My groups at both firms said the summer had been their busiest time of the year. While your point may very well be true generally, it doesn't account for my particular firms. The attorneys left early because a) the firms aren't sweatshops and b) some of them prefer to do extra work at home, rather than at the office.
Most attorneys prefer to work at home rather than in the office, but that's not always possible with every task/project. Staying late is not an indication that a firm is a sweatshop. My minimum billables are 1500 and few people here bill over 2000, but legal work is cyclical. There are weeks when I stroll in late and go home at 5:30 on the dot because there's nothing to do and there are weeks when I pull several all-nighters a week. It just depends on the group, the project and the market. And while it may not be true across the board, the timelines for most corporate deals are such that work is slow in the summer. It's usually quite busy before the winter holidays though because the banks want to push deals through before the end of the calendar year.

39
Just out of curiosity, what kind of moron puts all of their eggs in one basket anyway? It's sad that law school graduates need to be told such things. It's patently obvious that if there are a limited number of jobs in the field now, that another practice area might be a better choice for the short term. However, if someone really wants to practice securities law, I am sure that they will find a way to break into the profession, regardless of how the market performs. If the market doesn't rebound in six months or sixty years, there will still be work... only less of it. Besides, don't failing markets precipitate securities lawsuits? How many class action lawsuits have been brought against a companies because their stock soared?

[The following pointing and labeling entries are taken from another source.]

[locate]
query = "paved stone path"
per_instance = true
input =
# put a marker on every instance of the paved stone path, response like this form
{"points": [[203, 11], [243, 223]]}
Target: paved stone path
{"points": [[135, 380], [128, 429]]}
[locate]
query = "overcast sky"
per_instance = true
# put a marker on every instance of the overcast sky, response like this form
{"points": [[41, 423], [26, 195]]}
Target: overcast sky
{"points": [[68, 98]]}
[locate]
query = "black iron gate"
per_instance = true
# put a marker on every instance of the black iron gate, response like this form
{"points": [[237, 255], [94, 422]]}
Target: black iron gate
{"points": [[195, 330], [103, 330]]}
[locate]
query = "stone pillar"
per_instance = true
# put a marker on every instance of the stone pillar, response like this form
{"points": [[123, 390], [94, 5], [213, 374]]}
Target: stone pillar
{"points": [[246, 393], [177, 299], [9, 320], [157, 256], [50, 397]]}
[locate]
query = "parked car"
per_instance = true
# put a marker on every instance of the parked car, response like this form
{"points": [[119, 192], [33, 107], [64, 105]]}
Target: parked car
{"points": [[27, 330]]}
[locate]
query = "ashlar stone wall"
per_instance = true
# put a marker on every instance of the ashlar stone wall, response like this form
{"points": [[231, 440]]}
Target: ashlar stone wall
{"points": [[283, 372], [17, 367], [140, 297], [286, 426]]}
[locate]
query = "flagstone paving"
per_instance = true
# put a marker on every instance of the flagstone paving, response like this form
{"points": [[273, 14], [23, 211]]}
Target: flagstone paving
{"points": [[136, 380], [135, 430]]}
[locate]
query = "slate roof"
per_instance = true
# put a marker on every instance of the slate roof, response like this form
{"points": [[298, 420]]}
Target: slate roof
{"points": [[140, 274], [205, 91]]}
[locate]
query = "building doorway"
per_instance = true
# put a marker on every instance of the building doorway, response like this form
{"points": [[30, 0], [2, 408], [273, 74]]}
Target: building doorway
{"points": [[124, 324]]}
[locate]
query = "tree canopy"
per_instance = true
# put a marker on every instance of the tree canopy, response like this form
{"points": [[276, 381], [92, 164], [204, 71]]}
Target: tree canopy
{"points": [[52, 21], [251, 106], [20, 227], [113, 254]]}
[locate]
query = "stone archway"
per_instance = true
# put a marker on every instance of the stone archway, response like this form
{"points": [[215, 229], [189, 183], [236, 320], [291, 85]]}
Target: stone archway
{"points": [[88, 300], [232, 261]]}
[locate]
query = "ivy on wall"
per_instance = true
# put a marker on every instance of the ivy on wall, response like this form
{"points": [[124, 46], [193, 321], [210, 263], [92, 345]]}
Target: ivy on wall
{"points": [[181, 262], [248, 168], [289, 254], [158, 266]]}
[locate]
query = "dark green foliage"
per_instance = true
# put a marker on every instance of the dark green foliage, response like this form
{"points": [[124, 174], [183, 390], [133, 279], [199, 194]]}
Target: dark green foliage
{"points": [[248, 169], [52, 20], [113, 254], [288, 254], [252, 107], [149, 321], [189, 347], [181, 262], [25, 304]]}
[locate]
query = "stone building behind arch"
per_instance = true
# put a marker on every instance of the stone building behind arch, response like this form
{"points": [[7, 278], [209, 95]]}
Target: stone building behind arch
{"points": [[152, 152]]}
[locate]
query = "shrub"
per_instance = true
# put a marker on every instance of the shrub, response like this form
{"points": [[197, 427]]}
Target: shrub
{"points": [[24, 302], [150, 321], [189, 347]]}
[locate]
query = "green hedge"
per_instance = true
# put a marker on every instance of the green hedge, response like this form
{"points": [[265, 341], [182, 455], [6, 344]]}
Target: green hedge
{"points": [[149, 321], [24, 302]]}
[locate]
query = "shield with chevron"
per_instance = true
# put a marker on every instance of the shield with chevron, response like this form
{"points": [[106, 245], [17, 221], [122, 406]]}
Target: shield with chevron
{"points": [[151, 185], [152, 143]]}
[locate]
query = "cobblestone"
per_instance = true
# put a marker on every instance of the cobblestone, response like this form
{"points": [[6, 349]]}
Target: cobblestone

Sure, that's exactly what I am warning people about.

Regarding more securities work when the markets are bad, well, that's not necessarily true. As you know, most securities suits are on the basis of some form of fraud or misrep. Bad markets are just bad luck and not necessarily fraud by the company/BOD.

wow you are the princess of wrong. Securities fraud suits happen in bad markets because 1) you need to prove loss causation in order to win a fraud case and a plummeting stock price makes it a whole lot easier. Stock prices plummet in bad economies. 2) People often commit securities fraud because their company is struggling and they are trying to boost the stock price to buy themselves time to fix thing. Companies struggle in bad economies. It's no coincidence that Enron/Tyco/Dynegy/Worldcom all happened when the economy went south at the beginning of the decade.

You missed an operative word up there. If you're too dense to see it, I'm not going to waste my time pointing it out to you.

40
"Could change" isn't a lot to hang your hat on. Just letting folks out there know what is happening on the inside and that they should probably look for signs of recovering markets before gunning for a securities job, if there are other options. In most firms (mine is an exception) you can fairly easily go from one practice group to another once you are in, so maybe starting out in litigation or something else that's got business right now would be better. Then you could always move into corporate finance if that's your thing.

thanks for the bad advice, again. While most firms will let you switch practice groups, that does not make it a good idea, since the way you gain value to a firm is by building up expertise in a particular area.

no *&^%? really? i had no idea!

anyway, last i checked job in litigation with plans to move pracitce groups was better than no job at all (because few securities positions are available).